色ごとに造形を理解し分解をし、想像上の版をとり、一色一色ごとに色を重ね刷り上げています。そのため、作為を超えた版ずれから起こるインクの掛け合わせや白抜け、「孔版印刷」の特徴である色ムラやカスレが、飾らない絶対非演出のなかで時としていきいきと生じます。
読み人知らず的なアノニマスなデザインといえるフルーツシールのその造形のアウトラインをなぞることで、作者の「手と眼の痕跡」を、ぼくらの手と眼で丁寧に追いかけました。当時の技術や「色」の文脈への理解を下敷きに、こうやって、ぼくらが愛した旧き良きチャーミングなフルーツシールの面影がここに蘇りました。

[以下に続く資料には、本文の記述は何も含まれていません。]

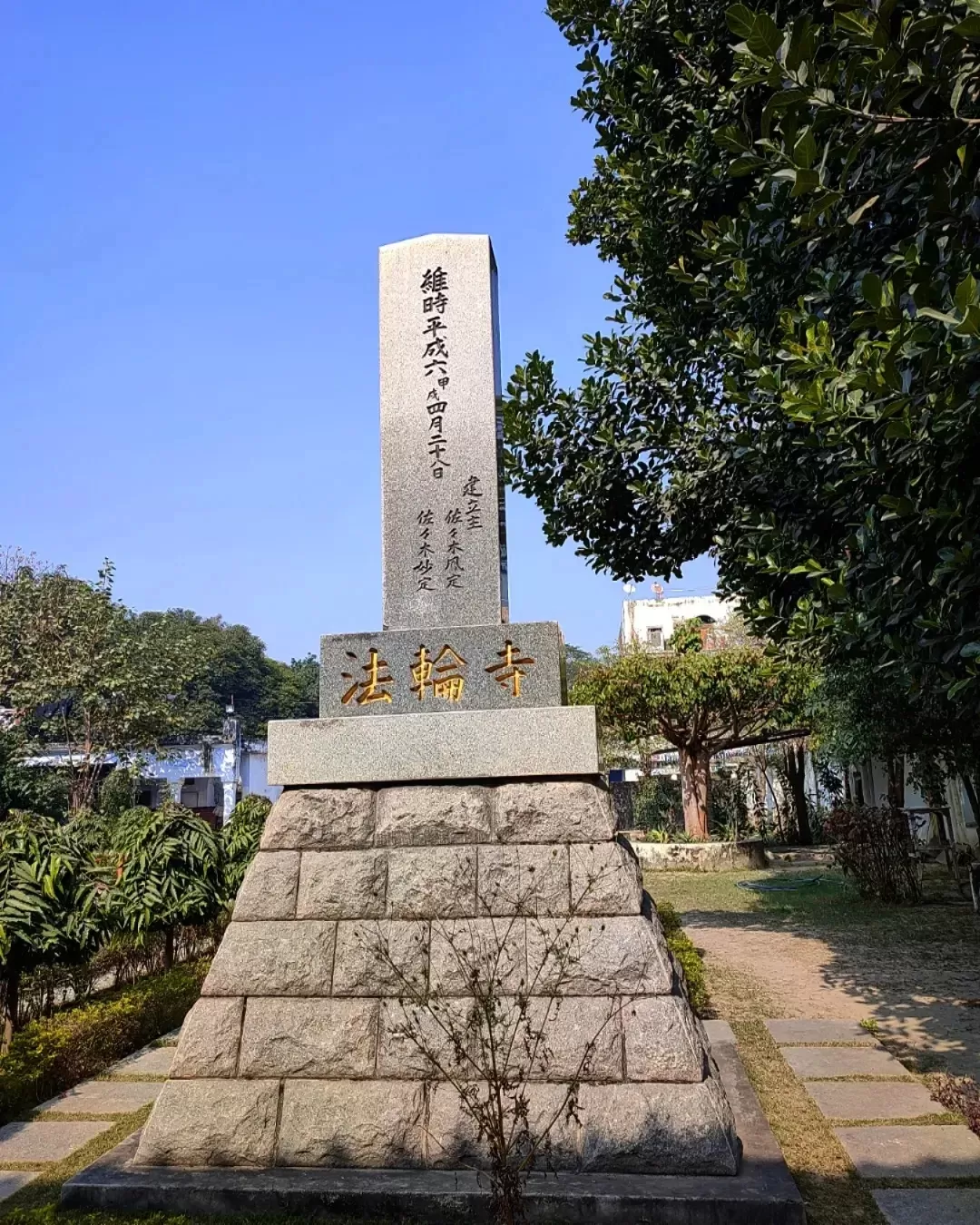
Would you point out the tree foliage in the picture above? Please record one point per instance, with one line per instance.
(80, 669)
(790, 377)
(699, 701)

このデケイド、ぼくらは世界中を軽やかに流通するこの愛くるしい「小さきもの」への大きな敬意の表明と、その脚元を明るく照らすパブリシティを目的に、架空の旅をテーマに「フルーツシール・トラヴェラー」としてカレンダーを作り続けてきました。魅惑の大陸《南米》を題材とした十一年目の本作は、ぼくらにとって、憧憬の念や深い共鳴、シンパシーを持って手本とされた古今東西の「やきもの」のような、あるいは和歌の「本歌取」に似た、対象への最大のオマージュを携えた積極的な写しの態度のある種の到達点、完成形と云えるのかもしれません。
好きな先人の言葉があります。
「美とは、それを観た者の発見である。創作である。」
ぼくらの眼の純度をたよりにしたこの発見と創作を、ぜひ手に取り、一年を通して、つぶさに観てもらえるとうれしいです。